In a classic 1984 study, the renowned psychologist Timothy Salthouse tested the reaction time and typing skills of typists of all ages. He discovered, as anticipated, that the general reaction times of older typists were generally slower than those of their younger counterparts. Yet they typed just as fast. Puzzled at this unexpected discrepancy, Salthouse considered two possibilities. Perhaps the older typists had been even faster at an earlier period in life and had simply slowed down. Or maybe the older typists were using a different strategy.
In order to decide which explanation was more plausible, Salthouse retested his subjects, but this time he imposed a crucial limitation based on an elementary principle about typing. The superior speed of expert typists is related to how far they can look ahead in the text beyond the word they are currently typing. As their skill level increases, expert typists prepare for upcoming keystrokes by scanning ahead in the text and anticipating future key strokes with a premonitory moving of the relevant fingers toward the required location on the keyboard.
When Salthouse restricted the typists from looking ahead, the younger typists’ speed remained about the same, while the older typists’ speed decreased dramatically.

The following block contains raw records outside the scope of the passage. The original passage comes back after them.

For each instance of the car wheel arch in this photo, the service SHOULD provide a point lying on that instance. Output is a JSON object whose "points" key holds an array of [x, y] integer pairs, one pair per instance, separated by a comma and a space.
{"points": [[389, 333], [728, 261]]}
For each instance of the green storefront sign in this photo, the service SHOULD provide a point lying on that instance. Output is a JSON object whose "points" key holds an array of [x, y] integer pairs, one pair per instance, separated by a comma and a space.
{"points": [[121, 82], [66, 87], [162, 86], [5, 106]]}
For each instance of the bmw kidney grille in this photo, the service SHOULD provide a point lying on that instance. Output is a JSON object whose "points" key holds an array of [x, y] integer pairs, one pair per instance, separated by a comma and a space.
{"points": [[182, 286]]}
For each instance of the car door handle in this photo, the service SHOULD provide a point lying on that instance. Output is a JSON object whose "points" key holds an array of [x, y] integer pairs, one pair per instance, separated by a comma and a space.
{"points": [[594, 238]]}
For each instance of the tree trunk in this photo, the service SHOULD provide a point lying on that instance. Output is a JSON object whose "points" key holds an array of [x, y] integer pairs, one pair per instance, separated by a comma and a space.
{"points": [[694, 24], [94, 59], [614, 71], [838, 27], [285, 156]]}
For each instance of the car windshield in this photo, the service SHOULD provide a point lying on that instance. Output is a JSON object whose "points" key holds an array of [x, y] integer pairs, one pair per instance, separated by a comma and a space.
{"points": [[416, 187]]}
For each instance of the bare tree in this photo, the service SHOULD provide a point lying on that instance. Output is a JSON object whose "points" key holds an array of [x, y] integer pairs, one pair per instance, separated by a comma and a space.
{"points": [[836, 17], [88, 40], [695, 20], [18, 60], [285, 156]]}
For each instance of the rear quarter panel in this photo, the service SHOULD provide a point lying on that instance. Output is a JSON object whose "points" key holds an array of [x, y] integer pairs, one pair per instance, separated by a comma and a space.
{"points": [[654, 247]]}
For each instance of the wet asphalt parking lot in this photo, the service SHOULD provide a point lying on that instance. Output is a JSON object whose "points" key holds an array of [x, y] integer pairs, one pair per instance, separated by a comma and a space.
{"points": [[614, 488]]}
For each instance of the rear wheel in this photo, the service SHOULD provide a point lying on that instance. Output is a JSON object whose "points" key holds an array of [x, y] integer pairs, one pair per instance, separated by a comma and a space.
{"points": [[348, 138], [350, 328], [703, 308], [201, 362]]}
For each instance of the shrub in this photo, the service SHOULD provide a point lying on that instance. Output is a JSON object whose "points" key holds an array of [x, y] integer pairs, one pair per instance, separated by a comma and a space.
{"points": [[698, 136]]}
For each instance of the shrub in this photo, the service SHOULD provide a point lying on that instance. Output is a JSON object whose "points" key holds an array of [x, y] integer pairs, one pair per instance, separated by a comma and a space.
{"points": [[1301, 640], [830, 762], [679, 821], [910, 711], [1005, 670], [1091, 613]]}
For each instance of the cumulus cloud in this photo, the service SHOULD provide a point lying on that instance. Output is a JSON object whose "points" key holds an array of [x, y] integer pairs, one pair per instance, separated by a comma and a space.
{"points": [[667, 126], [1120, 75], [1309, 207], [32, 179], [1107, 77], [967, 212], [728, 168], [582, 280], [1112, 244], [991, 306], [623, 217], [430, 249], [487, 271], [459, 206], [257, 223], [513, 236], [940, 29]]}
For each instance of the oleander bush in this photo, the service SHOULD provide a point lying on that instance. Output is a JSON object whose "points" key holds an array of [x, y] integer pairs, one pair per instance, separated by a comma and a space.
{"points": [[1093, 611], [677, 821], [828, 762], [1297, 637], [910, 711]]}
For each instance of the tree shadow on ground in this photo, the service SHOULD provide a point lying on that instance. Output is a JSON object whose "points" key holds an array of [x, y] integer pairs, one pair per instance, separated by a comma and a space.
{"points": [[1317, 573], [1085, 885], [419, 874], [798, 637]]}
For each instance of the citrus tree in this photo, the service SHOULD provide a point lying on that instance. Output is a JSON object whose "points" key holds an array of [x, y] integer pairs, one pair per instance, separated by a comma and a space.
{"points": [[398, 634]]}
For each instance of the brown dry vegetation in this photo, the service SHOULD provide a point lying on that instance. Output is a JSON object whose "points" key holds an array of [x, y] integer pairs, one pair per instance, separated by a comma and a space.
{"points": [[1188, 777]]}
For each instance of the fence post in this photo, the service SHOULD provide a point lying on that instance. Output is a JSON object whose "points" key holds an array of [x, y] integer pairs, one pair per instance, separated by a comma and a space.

A similar look-ahead strategy holds for older pianists when they sight-read pieces of music.
As a result of changes in technique, older, more experienced architects, graphic designers, and others whose work involves the exercise of spatial ability perform comparably to younger workers. Older expert pilots perform as well as younger pilots on decision-making challenges because their extensive experience and knowledge enable them to quickly home in on the most critical information needed to solve the problem. Another compensatory strategy for older pilots is to fly fewer but longer routes, thus reducing the number of takeoffs and landings, which contribute to both stress and workload.